The Evangelical Lutheran Church in Canada hereby recognizes the full authenticity of the ordained ministries of bishops, priests, and deacons presently existing within the Anglican Church of Canada, acknowledging its priests as pastors in the Church of God and its bishops as bishops and chief pastors exercising a ministry of episcope over the jurisdictional areas of the Anglican Church of Canada in which they preside.
The Anglican Church of Canada and the Evangelical Lutheran Church in Canada affirm each other's expression of episcopal ministry as a sign of continuity and unity in apostolic faith. We thus understand that the bishops of both churches are ordained for life service of the Gospel in the pastoral ministry of the historic episcopate, although tenure in office may be terminated by retirement, resignation or conclusion of term, subject to the constitutional provisions of the respective churches.
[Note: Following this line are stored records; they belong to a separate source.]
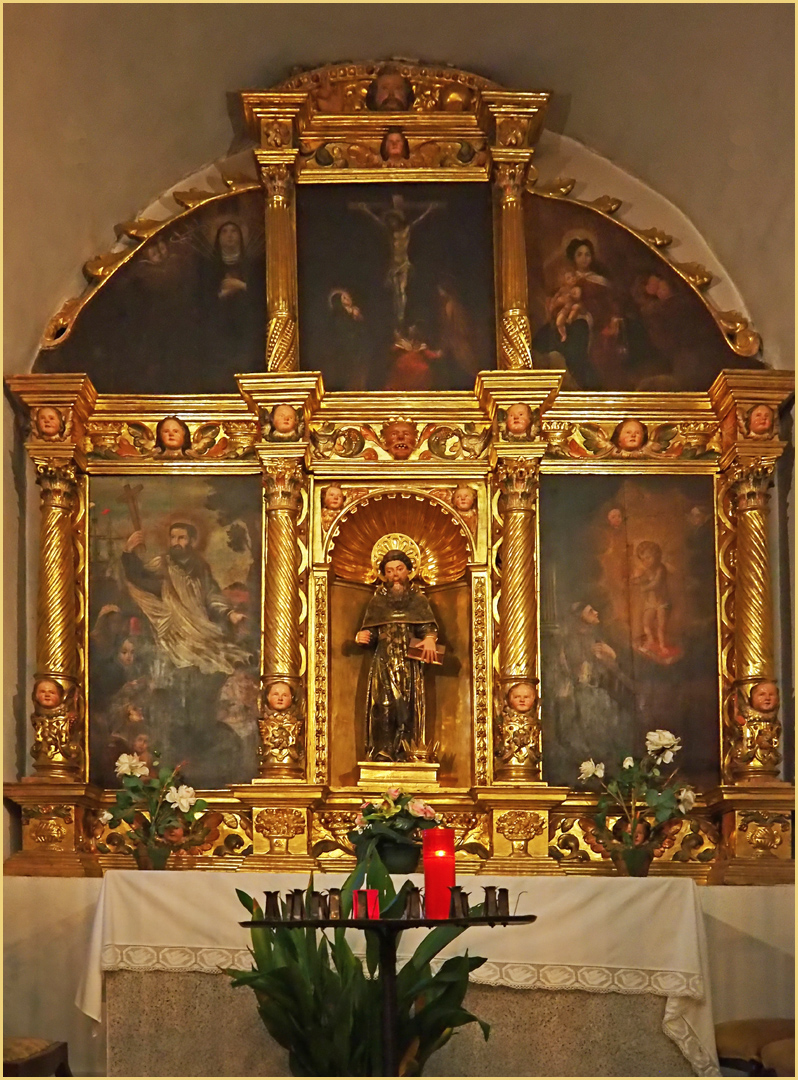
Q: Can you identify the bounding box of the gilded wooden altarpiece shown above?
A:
[5,62,794,882]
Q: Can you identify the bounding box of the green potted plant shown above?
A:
[227,855,490,1077]
[99,754,221,870]
[348,787,441,874]
[579,728,695,877]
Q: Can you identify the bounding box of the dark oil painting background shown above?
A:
[524,192,763,391]
[89,475,261,788]
[540,475,719,787]
[33,190,266,394]
[297,183,496,390]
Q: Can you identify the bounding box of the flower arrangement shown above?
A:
[349,787,441,874]
[99,754,217,869]
[579,728,695,876]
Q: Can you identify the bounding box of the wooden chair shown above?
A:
[3,1039,72,1077]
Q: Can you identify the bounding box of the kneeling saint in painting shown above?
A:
[355,550,437,761]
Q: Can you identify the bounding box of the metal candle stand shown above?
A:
[240,886,538,1077]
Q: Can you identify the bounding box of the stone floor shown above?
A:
[106,971,692,1077]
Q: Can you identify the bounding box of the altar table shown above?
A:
[77,870,719,1076]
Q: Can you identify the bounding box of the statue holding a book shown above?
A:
[355,534,443,761]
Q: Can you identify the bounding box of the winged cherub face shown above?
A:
[159,417,186,450]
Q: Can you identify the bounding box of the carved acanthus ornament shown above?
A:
[496,810,545,855]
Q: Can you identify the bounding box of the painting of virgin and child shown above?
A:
[87,476,260,788]
[297,184,496,391]
[524,192,765,391]
[540,475,719,786]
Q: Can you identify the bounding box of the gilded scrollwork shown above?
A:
[543,417,720,461]
[85,416,258,461]
[311,810,356,859]
[738,810,792,859]
[255,807,306,855]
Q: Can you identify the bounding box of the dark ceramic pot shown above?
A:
[611,846,653,877]
[133,843,172,870]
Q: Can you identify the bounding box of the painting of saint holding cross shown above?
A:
[297,183,496,391]
[89,476,260,788]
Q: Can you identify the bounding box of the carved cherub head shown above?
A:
[504,402,532,438]
[271,404,299,440]
[322,484,347,513]
[610,420,648,451]
[33,678,64,708]
[749,679,780,713]
[155,416,191,454]
[36,405,65,438]
[508,683,537,713]
[380,127,410,165]
[746,402,773,435]
[366,64,414,112]
[266,683,294,713]
[382,419,418,461]
[451,484,476,514]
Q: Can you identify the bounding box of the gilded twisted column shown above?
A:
[493,458,541,781]
[726,461,782,783]
[493,159,532,368]
[30,461,83,780]
[259,162,299,372]
[259,459,305,778]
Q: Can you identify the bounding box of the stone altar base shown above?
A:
[105,971,692,1077]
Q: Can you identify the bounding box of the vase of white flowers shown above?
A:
[349,787,439,874]
[579,728,695,877]
[99,754,220,870]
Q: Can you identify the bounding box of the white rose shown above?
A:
[166,784,197,813]
[579,757,604,780]
[676,787,695,814]
[646,728,681,765]
[114,754,150,777]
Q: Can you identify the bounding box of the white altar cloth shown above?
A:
[76,870,720,1076]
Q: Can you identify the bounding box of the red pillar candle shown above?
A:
[422,828,455,919]
[353,889,380,919]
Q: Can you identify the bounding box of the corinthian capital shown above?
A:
[262,161,294,204]
[263,458,302,511]
[36,461,78,510]
[732,461,775,512]
[499,458,540,511]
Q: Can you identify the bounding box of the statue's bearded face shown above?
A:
[384,422,416,461]
[384,558,410,593]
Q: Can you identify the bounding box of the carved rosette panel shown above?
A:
[472,576,490,784]
[22,805,75,851]
[496,810,546,856]
[738,810,793,859]
[262,151,299,372]
[493,705,541,781]
[732,463,773,683]
[499,458,539,689]
[313,576,328,784]
[255,807,306,855]
[493,159,532,369]
[311,810,356,859]
[258,710,305,778]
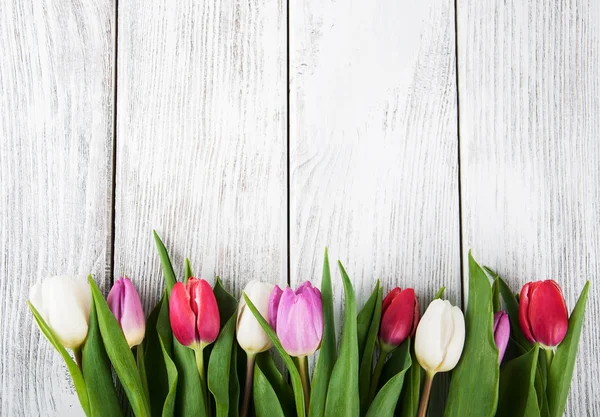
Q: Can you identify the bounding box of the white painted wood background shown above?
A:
[0,0,600,417]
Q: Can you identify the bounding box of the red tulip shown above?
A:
[379,287,419,352]
[169,278,220,349]
[519,280,569,348]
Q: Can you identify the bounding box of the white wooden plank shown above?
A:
[0,0,114,417]
[115,0,287,310]
[458,0,600,416]
[290,0,461,415]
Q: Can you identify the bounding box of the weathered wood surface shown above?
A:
[290,0,461,415]
[115,0,287,309]
[0,0,114,417]
[0,0,600,417]
[458,0,600,417]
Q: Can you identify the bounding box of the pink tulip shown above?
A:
[268,281,323,357]
[169,277,220,349]
[107,277,146,348]
[379,287,419,352]
[519,280,569,348]
[494,311,510,363]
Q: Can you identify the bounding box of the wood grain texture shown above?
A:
[458,0,600,416]
[0,0,114,417]
[115,0,287,310]
[290,0,461,415]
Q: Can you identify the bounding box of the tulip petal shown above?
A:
[381,287,401,317]
[379,288,418,347]
[519,282,537,343]
[527,280,569,347]
[268,285,283,331]
[188,278,221,344]
[119,278,146,347]
[42,276,90,349]
[438,301,465,372]
[415,299,450,372]
[169,282,199,346]
[106,279,124,323]
[236,281,274,353]
[277,288,323,356]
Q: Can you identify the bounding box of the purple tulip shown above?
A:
[106,277,146,348]
[494,311,510,363]
[268,281,323,357]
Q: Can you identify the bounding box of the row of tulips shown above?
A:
[30,234,588,417]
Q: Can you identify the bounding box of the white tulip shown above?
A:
[29,275,92,349]
[415,299,465,375]
[236,281,274,354]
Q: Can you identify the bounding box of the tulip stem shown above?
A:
[417,372,435,417]
[73,346,83,369]
[298,356,310,413]
[369,349,388,404]
[194,344,208,414]
[240,352,256,417]
[544,349,554,369]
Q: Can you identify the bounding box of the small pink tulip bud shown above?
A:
[106,277,146,348]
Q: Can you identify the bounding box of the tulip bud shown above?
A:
[519,280,569,349]
[236,281,274,354]
[169,277,220,350]
[415,299,465,374]
[106,277,146,348]
[494,311,510,363]
[268,281,323,356]
[379,287,419,352]
[29,276,92,349]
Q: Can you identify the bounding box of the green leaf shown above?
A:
[88,275,150,417]
[444,252,500,417]
[433,287,446,300]
[358,280,383,415]
[496,345,540,417]
[144,293,172,417]
[213,277,238,329]
[27,301,91,416]
[242,293,304,417]
[492,278,502,313]
[547,281,590,417]
[229,343,241,417]
[308,248,337,417]
[253,364,285,417]
[82,303,123,417]
[256,351,295,416]
[366,340,411,417]
[153,230,177,296]
[392,343,424,417]
[155,291,179,417]
[356,280,379,361]
[207,315,236,417]
[135,342,152,413]
[183,258,194,284]
[325,262,360,417]
[154,231,207,417]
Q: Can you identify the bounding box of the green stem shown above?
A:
[417,372,435,417]
[298,356,310,411]
[369,349,388,404]
[544,349,554,369]
[240,352,256,417]
[73,347,83,370]
[194,344,208,415]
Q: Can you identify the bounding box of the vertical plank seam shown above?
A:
[285,0,291,285]
[454,0,466,311]
[109,0,119,287]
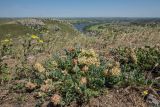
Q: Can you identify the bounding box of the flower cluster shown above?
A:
[31,35,44,43]
[78,49,100,66]
[34,62,45,73]
[104,62,121,76]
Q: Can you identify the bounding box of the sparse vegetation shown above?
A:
[0,18,160,106]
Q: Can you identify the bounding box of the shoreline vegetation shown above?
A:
[0,18,160,107]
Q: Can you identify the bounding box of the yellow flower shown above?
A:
[34,62,45,72]
[143,90,148,96]
[31,35,39,39]
[38,39,43,43]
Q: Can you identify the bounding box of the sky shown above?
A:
[0,0,160,17]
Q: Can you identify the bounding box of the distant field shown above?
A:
[0,18,160,107]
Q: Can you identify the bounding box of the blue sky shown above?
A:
[0,0,160,17]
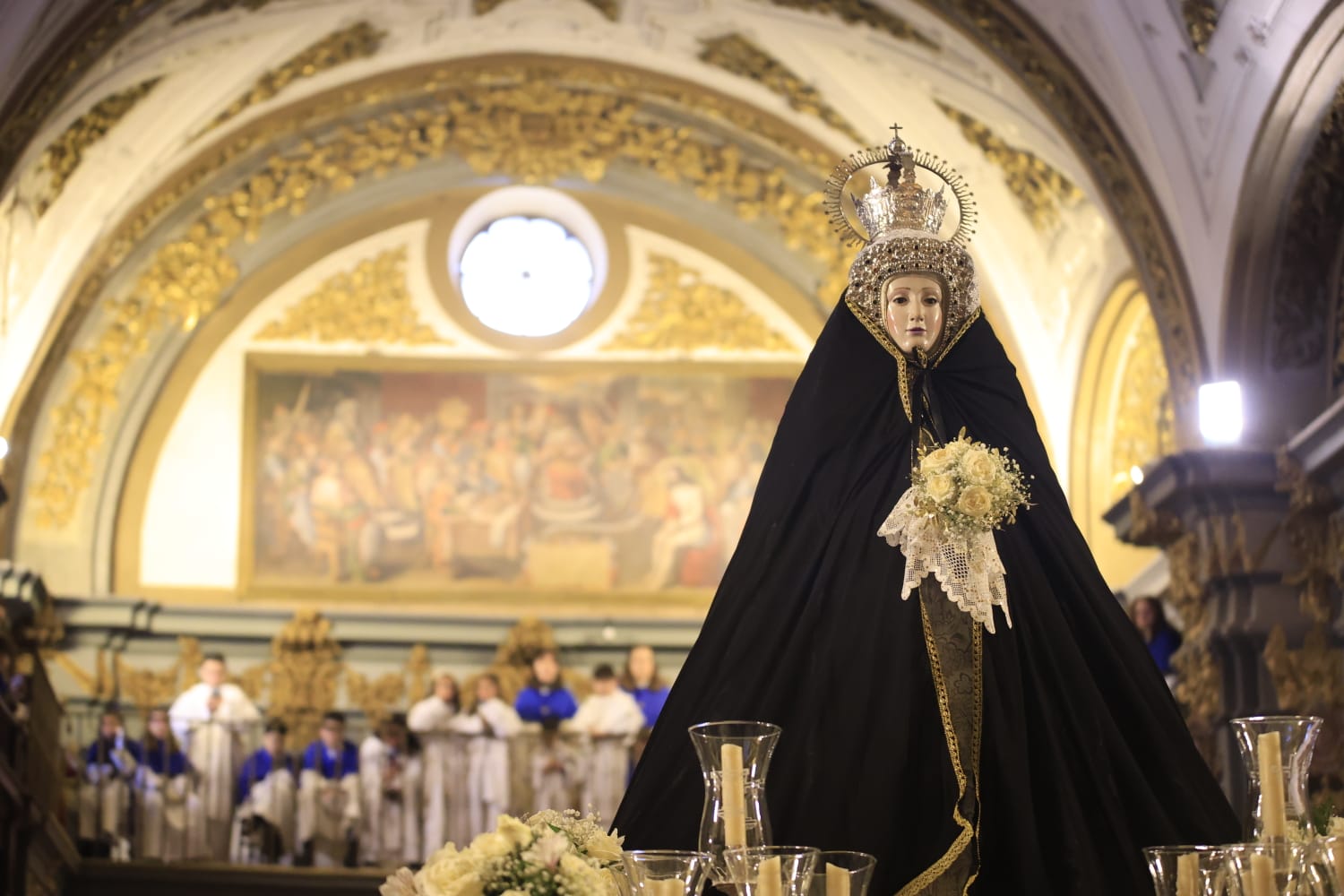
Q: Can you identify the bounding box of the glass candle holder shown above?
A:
[811,850,878,896]
[1231,716,1324,841]
[1144,847,1230,896]
[1220,840,1306,896]
[625,849,709,896]
[1304,837,1344,896]
[715,847,822,896]
[690,721,780,883]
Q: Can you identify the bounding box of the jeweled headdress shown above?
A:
[825,125,980,360]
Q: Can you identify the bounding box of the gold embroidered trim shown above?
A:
[897,587,984,896]
[844,296,980,422]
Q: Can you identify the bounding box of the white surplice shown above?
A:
[532,737,583,812]
[168,683,261,861]
[228,762,298,866]
[80,739,140,858]
[136,766,210,863]
[295,745,363,868]
[359,735,422,866]
[406,696,472,860]
[570,691,644,825]
[452,697,523,837]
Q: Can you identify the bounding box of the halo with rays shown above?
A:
[823,146,978,246]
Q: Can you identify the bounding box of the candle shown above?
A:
[719,745,747,849]
[757,856,784,896]
[1260,731,1288,840]
[1252,854,1279,896]
[827,866,849,896]
[1176,853,1199,896]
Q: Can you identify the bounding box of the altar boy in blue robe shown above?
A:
[233,719,298,866]
[296,712,362,868]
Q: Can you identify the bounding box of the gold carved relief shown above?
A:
[37,78,160,215]
[472,0,621,22]
[938,102,1086,233]
[701,32,865,143]
[255,246,448,345]
[198,22,387,135]
[1180,0,1220,55]
[29,63,849,530]
[602,253,797,352]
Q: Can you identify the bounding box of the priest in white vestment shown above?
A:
[296,712,363,868]
[570,664,644,825]
[452,675,523,837]
[231,719,298,866]
[359,713,422,868]
[406,672,472,860]
[168,653,261,861]
[80,710,140,861]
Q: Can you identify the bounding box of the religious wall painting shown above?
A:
[241,358,793,598]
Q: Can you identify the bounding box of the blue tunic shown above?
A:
[513,685,580,721]
[85,737,140,777]
[303,740,359,780]
[238,750,298,804]
[631,688,672,728]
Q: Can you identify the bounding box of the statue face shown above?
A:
[882,274,943,355]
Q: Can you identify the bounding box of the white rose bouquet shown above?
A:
[379,810,623,896]
[878,430,1029,633]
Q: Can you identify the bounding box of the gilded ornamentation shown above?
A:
[37,78,160,215]
[255,246,446,345]
[1102,314,1176,501]
[768,0,941,51]
[206,22,387,132]
[602,253,797,352]
[271,610,341,745]
[1180,0,1222,55]
[172,0,271,25]
[0,0,169,183]
[1172,641,1223,775]
[938,102,1083,232]
[1266,82,1344,369]
[346,668,406,728]
[1276,449,1344,625]
[472,0,621,22]
[701,32,865,143]
[29,63,849,528]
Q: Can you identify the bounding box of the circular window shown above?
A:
[460,215,594,336]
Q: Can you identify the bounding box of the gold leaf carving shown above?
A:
[203,22,387,133]
[257,246,446,345]
[769,0,940,49]
[701,33,865,143]
[1180,0,1220,55]
[602,253,796,352]
[938,102,1083,232]
[472,0,621,22]
[29,63,849,528]
[271,610,341,745]
[346,668,406,728]
[37,78,160,215]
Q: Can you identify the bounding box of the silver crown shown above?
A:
[825,127,976,245]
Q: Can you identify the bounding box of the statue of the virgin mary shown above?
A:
[615,127,1239,896]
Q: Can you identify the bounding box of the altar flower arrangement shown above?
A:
[878,430,1029,633]
[379,810,621,896]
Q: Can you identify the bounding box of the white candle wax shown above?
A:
[1260,731,1288,840]
[719,745,747,849]
[757,856,784,896]
[1252,854,1279,896]
[827,866,849,896]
C. Declaration of Full Communion
We declare the Evangelical Lutheran Church in Canada and the Anglican Church of Canada to be in full communion.
As churches in full communion, we now commit ourselves:
to welcome persons ordained in either of our churches to the office of bishop, priest/pastor or deacon to serve, by invitation and in accordance with any regulations which may from time to time be in force, in that ministry in the receiving church without re-ordination;
to invite one another's bishops to participate in the laying on of hands at the ordination of bishops as a sign of the unity and continuity of the Church, and to invite pastors and priests to participate in the laying on of hands at the ordination of pastors or priests in each other's churches;
to consult with one another regarding developments in our understanding of the ministry of all the baptized, including the ordained ministry;
to work towards a common understanding of diaconal ministry;
to establish appropriate forms of collegial and conciliar consultation on significant matters of faith and order, mission and service;
to encourage regular consultation and collaboration among members of our churches at all levels, to promote the formulation and adoption of covenants for common work in mission and ministry, and to facilitate learning and exchange of ideas and information on theological, pastoral, and mission matters;
to establish a Joint Commission to nurture our growth in communion, to coordinate the implementation of this Declaration, and report to the decision-making bodies of both our churches;
to hold joint meetings of national, regional and local decision-making bodies wherever practicable, and
to continue to work together for the full visible unity of the whole Church of God.
We rejoice in our Declaration as an expression of the visible unity of our churches in the one Body of Christ. We are ready to be co-workers with God in whatever tasks of mission serve the Gospel. We give glory to God for the gift of unity already ours in Christ, and we pray for the fuller realization of this gift in the entire Church.
Wording in sections A.2, 3, 4, 5; and C.1, 2, 3, 4, 5 is derived from The Porvoo Common Statement (October, 1992) © David Tustin and Tore Furberg. Published in 1993 by Church House Publishing for the Council for Christian Unity of the General Synod of the Church of England.
Wording in section B is derived from Concordat of Agreement between the Episcopal Church and the Evangelical Lutheran Church in America, rev. January 1997, published for study by the Office of Ecumenical Relations of the Episcopal Church.